Excel Blog

7 MIN READ

How We Built our Soccer Tournament Predictor in Excel

Former Employee

Jun 01, 2018

How We Built our Soccer Tournament Predictor in Excel

Hundreds of millions of users have created truly amazing solutions in Excel. Ranging from very traditional use cases to quite unexpected scenarios, Excel has been among the most favorite productivity tools for those users. Today we share a model we have built ourselves to help predict the future of a sports tournament. Read on to learn more.

First, let me preface this, I am not a die-hard soccer (football) fan. I grew up in Canada where our Men’s soccer team is ranked a dismal 73^rd (our Women’s team is great and ranked #4), so I do not have any skin in this game. But I am a massive sports fan and love seeing how people try to find logic and reason in sports, and for that reason I have decided to try and do that myself. However, I have always been frustrated by not being able to dig into people’s models. In many cases it is proprietary and in others it relies on file dependencies or libraries that I wouldn’t have access to. I wanted to accomplish two tasks by building this model; first, I wanted to build it entirely in the Excel grid using only formulas. Second, I wanted anyone who sought to be able to see the nitty-gritty details of the model to be able to do so and tinker with it to their hearts content.

Here are the templates:

Model Summary

The model is based off a couple of different calculations, basically taking two inputs. The first is on the Round Robin Predictions tab and is the performance indicator. In Column E, you can input how you think a team will perform (better or worse) from how we expect them to perform over the tournament. I.e. if you think Switzerland will perform better than we have them ranked, increase their percentage, and if you think England will underperform (as they usually do) then input a negative percentage in the appropriate row.
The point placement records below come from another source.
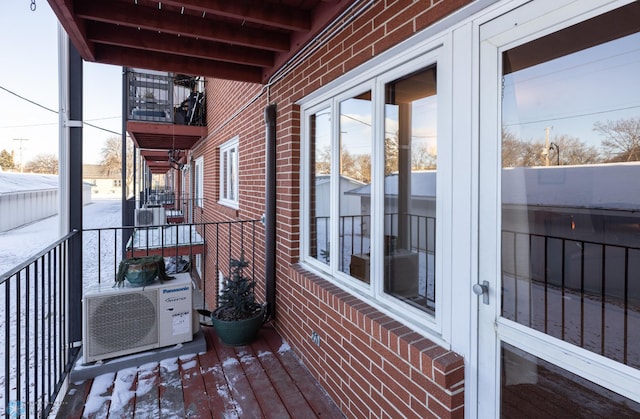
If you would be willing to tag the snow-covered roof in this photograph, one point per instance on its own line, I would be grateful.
(16, 182)
(423, 185)
(603, 186)
(606, 186)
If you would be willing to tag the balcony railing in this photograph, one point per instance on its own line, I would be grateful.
(583, 292)
(185, 247)
(180, 208)
(173, 99)
(37, 353)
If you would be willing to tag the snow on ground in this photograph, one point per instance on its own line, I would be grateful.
(16, 182)
(20, 244)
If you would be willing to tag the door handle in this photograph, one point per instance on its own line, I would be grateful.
(482, 289)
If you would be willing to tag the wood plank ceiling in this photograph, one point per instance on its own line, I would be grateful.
(244, 40)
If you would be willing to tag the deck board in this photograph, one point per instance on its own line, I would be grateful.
(293, 400)
(261, 380)
(265, 393)
(195, 397)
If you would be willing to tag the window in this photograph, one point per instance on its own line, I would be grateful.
(229, 173)
(198, 181)
(369, 189)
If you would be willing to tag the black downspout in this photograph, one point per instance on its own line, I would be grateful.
(270, 211)
(124, 207)
(75, 197)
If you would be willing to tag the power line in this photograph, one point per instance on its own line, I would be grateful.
(52, 123)
(56, 112)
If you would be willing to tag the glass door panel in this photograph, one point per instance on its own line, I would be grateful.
(570, 189)
(559, 226)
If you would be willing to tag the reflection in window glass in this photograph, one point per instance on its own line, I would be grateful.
(570, 189)
(354, 186)
(320, 185)
(229, 174)
(411, 110)
(532, 387)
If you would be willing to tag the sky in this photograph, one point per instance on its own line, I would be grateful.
(570, 94)
(29, 68)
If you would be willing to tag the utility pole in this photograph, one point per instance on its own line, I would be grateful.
(546, 145)
(20, 148)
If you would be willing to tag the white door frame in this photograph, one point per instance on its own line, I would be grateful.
(511, 28)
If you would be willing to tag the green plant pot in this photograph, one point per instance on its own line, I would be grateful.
(238, 332)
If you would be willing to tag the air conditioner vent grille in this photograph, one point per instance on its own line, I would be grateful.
(112, 328)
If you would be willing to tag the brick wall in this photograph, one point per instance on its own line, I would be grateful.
(371, 365)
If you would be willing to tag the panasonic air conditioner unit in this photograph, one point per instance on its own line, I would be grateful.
(122, 321)
(150, 216)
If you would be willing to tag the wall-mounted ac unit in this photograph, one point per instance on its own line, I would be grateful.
(150, 216)
(121, 321)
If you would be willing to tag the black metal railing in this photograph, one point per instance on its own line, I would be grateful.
(166, 98)
(37, 354)
(583, 292)
(180, 208)
(187, 247)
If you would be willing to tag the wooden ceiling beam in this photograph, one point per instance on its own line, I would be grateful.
(279, 16)
(137, 16)
(74, 27)
(151, 60)
(104, 33)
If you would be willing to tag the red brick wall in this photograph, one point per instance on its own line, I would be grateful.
(371, 365)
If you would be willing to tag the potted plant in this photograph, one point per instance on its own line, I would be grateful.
(141, 271)
(238, 316)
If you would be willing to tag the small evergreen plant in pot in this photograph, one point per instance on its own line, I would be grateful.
(238, 316)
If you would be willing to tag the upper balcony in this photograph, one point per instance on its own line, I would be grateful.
(165, 111)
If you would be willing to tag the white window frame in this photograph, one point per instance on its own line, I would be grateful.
(435, 51)
(229, 163)
(198, 180)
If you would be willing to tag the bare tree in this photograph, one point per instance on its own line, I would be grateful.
(622, 139)
(391, 147)
(422, 158)
(6, 160)
(323, 161)
(568, 151)
(46, 163)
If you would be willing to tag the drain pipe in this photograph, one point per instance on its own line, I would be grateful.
(269, 218)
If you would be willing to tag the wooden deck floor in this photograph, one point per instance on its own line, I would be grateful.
(261, 380)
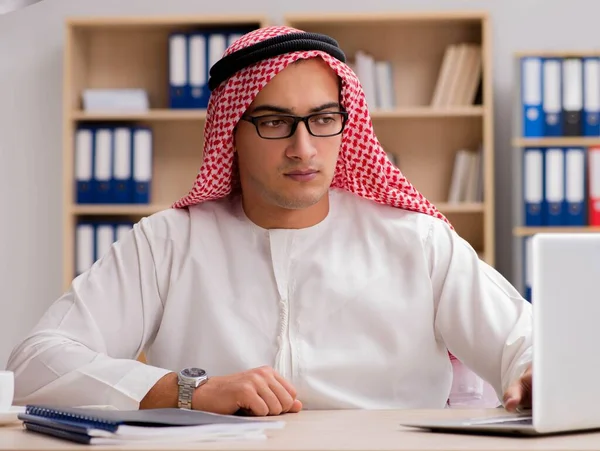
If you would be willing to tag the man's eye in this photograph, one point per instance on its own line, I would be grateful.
(272, 123)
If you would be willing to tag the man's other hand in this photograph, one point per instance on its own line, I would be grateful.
(518, 395)
(259, 391)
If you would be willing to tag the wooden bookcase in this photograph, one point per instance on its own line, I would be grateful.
(425, 138)
(131, 52)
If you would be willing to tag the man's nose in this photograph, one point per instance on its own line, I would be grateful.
(302, 146)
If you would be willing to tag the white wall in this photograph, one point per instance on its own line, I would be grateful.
(31, 42)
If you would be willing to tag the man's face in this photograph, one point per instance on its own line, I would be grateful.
(293, 172)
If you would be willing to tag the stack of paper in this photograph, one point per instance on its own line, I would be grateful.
(114, 427)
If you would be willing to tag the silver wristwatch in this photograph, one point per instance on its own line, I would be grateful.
(188, 380)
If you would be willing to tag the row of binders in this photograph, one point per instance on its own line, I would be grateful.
(377, 80)
(466, 183)
(191, 55)
(560, 96)
(93, 240)
(561, 186)
(113, 164)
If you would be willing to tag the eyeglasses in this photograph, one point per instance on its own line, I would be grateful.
(280, 126)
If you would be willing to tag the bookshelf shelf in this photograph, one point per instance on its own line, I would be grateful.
(118, 210)
(529, 231)
(428, 112)
(557, 141)
(425, 137)
(158, 114)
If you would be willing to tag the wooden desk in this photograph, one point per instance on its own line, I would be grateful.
(341, 430)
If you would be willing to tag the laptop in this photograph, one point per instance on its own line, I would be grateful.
(565, 299)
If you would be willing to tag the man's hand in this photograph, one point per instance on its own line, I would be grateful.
(260, 392)
(518, 395)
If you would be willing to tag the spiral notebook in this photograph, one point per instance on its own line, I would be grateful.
(105, 427)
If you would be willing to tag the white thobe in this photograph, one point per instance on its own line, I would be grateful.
(358, 311)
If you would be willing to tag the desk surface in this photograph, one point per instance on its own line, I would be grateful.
(342, 430)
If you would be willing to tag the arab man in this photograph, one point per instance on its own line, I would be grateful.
(302, 270)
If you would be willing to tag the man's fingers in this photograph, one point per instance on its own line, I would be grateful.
(285, 399)
(512, 397)
(271, 400)
(286, 384)
(296, 406)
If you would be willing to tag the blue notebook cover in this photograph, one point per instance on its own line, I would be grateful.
(89, 426)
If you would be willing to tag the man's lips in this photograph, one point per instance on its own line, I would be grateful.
(308, 171)
(302, 176)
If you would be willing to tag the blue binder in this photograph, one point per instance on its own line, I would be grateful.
(197, 91)
(552, 98)
(178, 71)
(103, 155)
(554, 186)
(84, 165)
(531, 97)
(142, 165)
(122, 179)
(576, 186)
(591, 96)
(533, 186)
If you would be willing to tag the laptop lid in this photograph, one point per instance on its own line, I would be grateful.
(566, 331)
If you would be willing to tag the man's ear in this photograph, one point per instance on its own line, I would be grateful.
(234, 133)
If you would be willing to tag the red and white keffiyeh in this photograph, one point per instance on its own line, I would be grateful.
(363, 167)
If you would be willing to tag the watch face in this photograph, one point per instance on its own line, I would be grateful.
(193, 372)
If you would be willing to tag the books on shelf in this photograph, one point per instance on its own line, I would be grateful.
(93, 240)
(142, 427)
(191, 55)
(115, 100)
(459, 78)
(561, 186)
(560, 96)
(466, 183)
(113, 164)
The second input is found on the This Year’s Matches tab and allows you to predict the individual goals of a match. This will override our predictions for that match and I encourage you to use it as a ledger to see what it would take for your team to make it into the knockout stage.
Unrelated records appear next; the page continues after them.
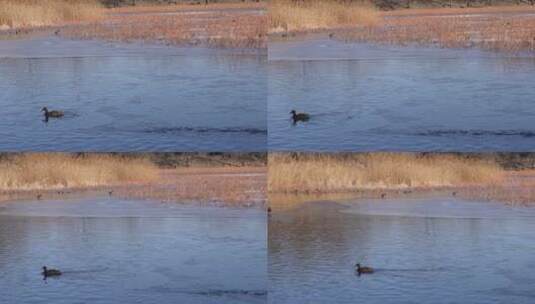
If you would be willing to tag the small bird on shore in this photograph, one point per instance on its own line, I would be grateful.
(50, 272)
(363, 269)
(299, 116)
(52, 114)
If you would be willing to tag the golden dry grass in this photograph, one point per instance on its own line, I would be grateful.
(510, 29)
(33, 13)
(236, 26)
(321, 173)
(296, 16)
(58, 170)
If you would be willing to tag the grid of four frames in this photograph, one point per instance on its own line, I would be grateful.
(313, 151)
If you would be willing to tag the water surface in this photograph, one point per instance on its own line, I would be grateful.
(113, 251)
(366, 98)
(130, 97)
(423, 251)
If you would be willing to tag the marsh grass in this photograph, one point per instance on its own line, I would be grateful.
(323, 173)
(58, 170)
(292, 16)
(507, 29)
(34, 13)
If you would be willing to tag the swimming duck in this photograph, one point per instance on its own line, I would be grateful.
(52, 114)
(299, 116)
(50, 272)
(363, 269)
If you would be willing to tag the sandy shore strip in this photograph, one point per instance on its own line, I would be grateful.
(507, 178)
(496, 28)
(223, 25)
(233, 179)
(219, 186)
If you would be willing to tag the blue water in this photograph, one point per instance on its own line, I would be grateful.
(120, 97)
(369, 98)
(114, 251)
(423, 251)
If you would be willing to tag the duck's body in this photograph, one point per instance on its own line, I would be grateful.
(363, 269)
(52, 114)
(299, 116)
(50, 272)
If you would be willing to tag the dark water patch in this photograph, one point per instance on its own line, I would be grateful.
(399, 99)
(177, 130)
(119, 251)
(489, 133)
(417, 259)
(117, 89)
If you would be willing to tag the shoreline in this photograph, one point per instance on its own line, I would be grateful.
(218, 25)
(214, 186)
(505, 29)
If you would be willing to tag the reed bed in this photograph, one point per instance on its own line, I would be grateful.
(58, 171)
(211, 26)
(297, 16)
(324, 173)
(36, 13)
(506, 29)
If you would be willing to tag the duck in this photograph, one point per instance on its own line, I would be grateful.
(299, 116)
(50, 272)
(52, 114)
(363, 269)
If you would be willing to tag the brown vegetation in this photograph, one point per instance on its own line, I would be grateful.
(230, 26)
(31, 13)
(227, 179)
(510, 29)
(58, 171)
(297, 16)
(323, 173)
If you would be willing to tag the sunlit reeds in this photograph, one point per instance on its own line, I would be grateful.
(32, 13)
(322, 173)
(291, 15)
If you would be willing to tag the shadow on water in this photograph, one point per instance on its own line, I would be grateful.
(443, 258)
(115, 89)
(368, 98)
(120, 251)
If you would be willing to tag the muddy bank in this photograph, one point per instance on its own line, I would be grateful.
(506, 29)
(207, 178)
(218, 186)
(237, 26)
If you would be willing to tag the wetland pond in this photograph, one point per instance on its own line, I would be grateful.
(423, 251)
(364, 97)
(115, 251)
(130, 97)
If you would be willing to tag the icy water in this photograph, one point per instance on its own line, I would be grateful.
(113, 251)
(130, 97)
(423, 251)
(367, 98)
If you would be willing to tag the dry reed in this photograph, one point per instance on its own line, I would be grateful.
(292, 16)
(321, 173)
(34, 13)
(509, 29)
(58, 170)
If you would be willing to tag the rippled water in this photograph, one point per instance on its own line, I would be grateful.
(368, 98)
(423, 251)
(113, 251)
(121, 97)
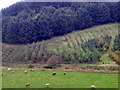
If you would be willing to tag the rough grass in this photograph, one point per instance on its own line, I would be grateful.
(38, 79)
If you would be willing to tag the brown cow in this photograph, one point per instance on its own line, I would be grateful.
(64, 73)
(54, 73)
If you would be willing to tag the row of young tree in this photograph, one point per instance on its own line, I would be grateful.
(32, 21)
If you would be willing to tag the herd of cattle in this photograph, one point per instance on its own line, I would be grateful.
(46, 85)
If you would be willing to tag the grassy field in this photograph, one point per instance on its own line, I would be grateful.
(38, 79)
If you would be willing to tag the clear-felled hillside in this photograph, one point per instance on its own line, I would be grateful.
(86, 46)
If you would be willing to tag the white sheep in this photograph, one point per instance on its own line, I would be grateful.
(47, 85)
(93, 86)
(8, 69)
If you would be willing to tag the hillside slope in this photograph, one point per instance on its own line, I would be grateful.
(79, 46)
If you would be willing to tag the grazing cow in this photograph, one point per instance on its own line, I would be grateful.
(8, 69)
(54, 73)
(32, 70)
(47, 85)
(1, 74)
(64, 73)
(12, 72)
(93, 86)
(28, 85)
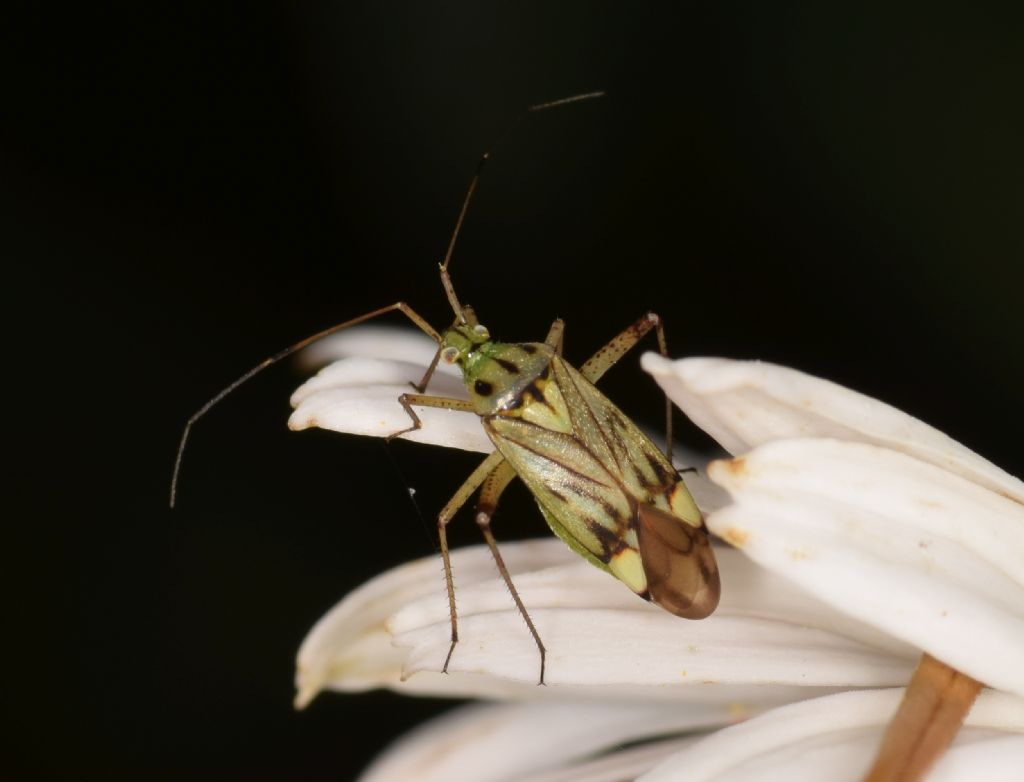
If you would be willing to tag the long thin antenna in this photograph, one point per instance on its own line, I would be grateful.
(445, 278)
(424, 326)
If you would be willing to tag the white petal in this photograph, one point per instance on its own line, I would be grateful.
(537, 740)
(743, 404)
(349, 648)
(359, 395)
(767, 640)
(925, 555)
(836, 738)
(386, 343)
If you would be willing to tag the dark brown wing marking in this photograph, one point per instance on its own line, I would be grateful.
(682, 574)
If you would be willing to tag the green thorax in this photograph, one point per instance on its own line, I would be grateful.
(496, 374)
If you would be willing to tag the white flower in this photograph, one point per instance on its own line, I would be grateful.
(844, 504)
(879, 514)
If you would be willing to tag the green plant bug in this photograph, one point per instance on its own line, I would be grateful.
(601, 484)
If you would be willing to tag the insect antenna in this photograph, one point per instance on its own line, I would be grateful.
(219, 396)
(445, 277)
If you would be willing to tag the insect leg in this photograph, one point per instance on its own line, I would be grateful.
(493, 488)
(469, 316)
(398, 305)
(470, 485)
(607, 356)
(423, 400)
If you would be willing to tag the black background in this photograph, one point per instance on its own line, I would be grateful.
(189, 187)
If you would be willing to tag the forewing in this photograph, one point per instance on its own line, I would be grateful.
(568, 481)
(682, 574)
(617, 442)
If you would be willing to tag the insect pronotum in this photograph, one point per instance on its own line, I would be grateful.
(601, 484)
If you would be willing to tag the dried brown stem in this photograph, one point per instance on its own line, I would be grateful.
(935, 704)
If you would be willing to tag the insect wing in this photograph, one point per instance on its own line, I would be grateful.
(607, 490)
(617, 442)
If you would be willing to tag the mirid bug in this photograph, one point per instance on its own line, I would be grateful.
(602, 486)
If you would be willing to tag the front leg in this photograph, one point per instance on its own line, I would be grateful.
(424, 400)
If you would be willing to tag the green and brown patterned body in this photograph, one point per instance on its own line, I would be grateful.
(602, 485)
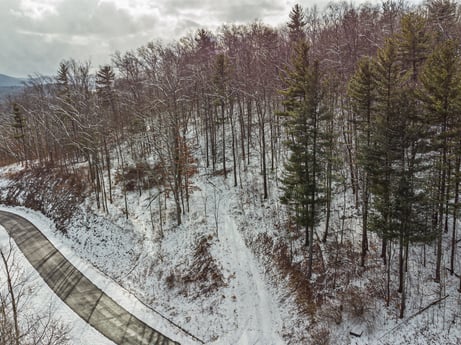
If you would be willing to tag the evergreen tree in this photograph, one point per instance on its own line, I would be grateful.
(297, 23)
(441, 95)
(305, 118)
(362, 91)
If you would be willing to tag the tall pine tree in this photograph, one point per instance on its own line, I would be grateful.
(305, 119)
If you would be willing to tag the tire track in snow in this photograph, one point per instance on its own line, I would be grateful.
(259, 316)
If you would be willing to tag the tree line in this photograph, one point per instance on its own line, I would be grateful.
(373, 90)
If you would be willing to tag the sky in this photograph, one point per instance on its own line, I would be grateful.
(38, 34)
After that, the model will take the top two teams in every group and put them into the Playoff Predictions tab where you can see who might advance through each round.

Finally, you should remember, this model is built off a function called =RAND(). This function spits out a new random number whenever any cell is changed, which means the model is never going to be exactly the same as your friends. That is okay. We run many iterations of the model and it is stable.
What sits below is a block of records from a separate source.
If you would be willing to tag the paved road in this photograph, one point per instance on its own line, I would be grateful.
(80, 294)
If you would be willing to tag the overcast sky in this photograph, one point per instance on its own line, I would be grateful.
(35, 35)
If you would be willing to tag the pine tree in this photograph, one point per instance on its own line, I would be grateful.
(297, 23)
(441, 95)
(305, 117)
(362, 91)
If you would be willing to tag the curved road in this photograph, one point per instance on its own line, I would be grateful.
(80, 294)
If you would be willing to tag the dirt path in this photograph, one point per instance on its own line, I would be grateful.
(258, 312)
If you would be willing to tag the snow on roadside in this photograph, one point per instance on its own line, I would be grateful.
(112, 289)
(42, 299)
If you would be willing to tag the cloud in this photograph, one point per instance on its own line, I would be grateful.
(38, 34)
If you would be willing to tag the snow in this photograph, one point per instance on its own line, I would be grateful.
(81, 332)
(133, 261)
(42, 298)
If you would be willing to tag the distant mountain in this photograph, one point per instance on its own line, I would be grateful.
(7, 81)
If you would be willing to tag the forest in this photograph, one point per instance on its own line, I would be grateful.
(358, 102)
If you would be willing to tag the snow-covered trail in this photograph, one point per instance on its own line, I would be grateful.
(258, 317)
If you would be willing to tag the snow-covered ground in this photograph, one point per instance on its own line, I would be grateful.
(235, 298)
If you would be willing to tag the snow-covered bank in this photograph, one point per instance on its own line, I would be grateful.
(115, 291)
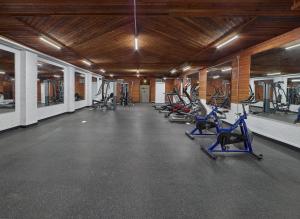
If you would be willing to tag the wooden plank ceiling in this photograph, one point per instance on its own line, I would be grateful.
(171, 32)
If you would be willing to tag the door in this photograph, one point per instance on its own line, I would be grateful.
(144, 93)
(160, 92)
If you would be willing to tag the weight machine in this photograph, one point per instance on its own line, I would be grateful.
(106, 100)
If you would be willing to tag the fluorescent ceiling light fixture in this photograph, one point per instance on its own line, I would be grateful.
(186, 68)
(173, 71)
(275, 73)
(228, 41)
(87, 62)
(50, 43)
(136, 43)
(226, 69)
(291, 47)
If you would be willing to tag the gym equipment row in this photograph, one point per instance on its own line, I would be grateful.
(234, 138)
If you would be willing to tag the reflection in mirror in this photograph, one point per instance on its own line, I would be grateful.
(218, 90)
(50, 84)
(194, 87)
(7, 81)
(79, 86)
(275, 75)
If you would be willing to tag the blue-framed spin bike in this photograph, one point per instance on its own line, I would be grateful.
(206, 125)
(237, 133)
(226, 138)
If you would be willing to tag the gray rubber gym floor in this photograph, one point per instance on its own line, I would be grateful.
(133, 163)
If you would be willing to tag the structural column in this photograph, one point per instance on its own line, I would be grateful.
(202, 84)
(70, 91)
(28, 79)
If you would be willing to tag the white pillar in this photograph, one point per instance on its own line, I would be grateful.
(28, 88)
(70, 88)
(89, 94)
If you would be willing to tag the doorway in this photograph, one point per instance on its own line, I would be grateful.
(144, 93)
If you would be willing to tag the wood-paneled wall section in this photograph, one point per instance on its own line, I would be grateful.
(240, 78)
(202, 83)
(296, 5)
(80, 86)
(152, 89)
(134, 88)
(212, 86)
(169, 86)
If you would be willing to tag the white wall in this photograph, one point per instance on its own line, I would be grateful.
(13, 119)
(26, 109)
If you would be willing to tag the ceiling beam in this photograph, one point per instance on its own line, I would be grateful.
(178, 8)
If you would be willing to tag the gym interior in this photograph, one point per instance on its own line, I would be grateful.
(150, 109)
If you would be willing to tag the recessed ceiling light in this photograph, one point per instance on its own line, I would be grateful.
(50, 43)
(226, 69)
(87, 62)
(228, 41)
(136, 43)
(173, 71)
(275, 73)
(295, 80)
(186, 68)
(291, 47)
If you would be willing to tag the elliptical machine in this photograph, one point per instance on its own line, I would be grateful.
(235, 134)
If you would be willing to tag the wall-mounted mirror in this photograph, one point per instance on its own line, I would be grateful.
(50, 84)
(218, 90)
(7, 81)
(275, 83)
(193, 90)
(79, 86)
I would advise against using the model to make bets on who will win and who will not. I take no responsibility for your losses (I will happily take credit for your gains). Have fun!

Detailed Construction of the Model

We started with two datasets, the first being a list of every international soccer game played over the last 146 years, shortened to include just the last 40 years. This is a publicly available data set for anyone to use (https://www.kaggle.com/martj42/international-football-results-from-1872-to-2017). The second data set is obtained from http://eloratings.net and is the top 100 international football teams rated by Elo.[1]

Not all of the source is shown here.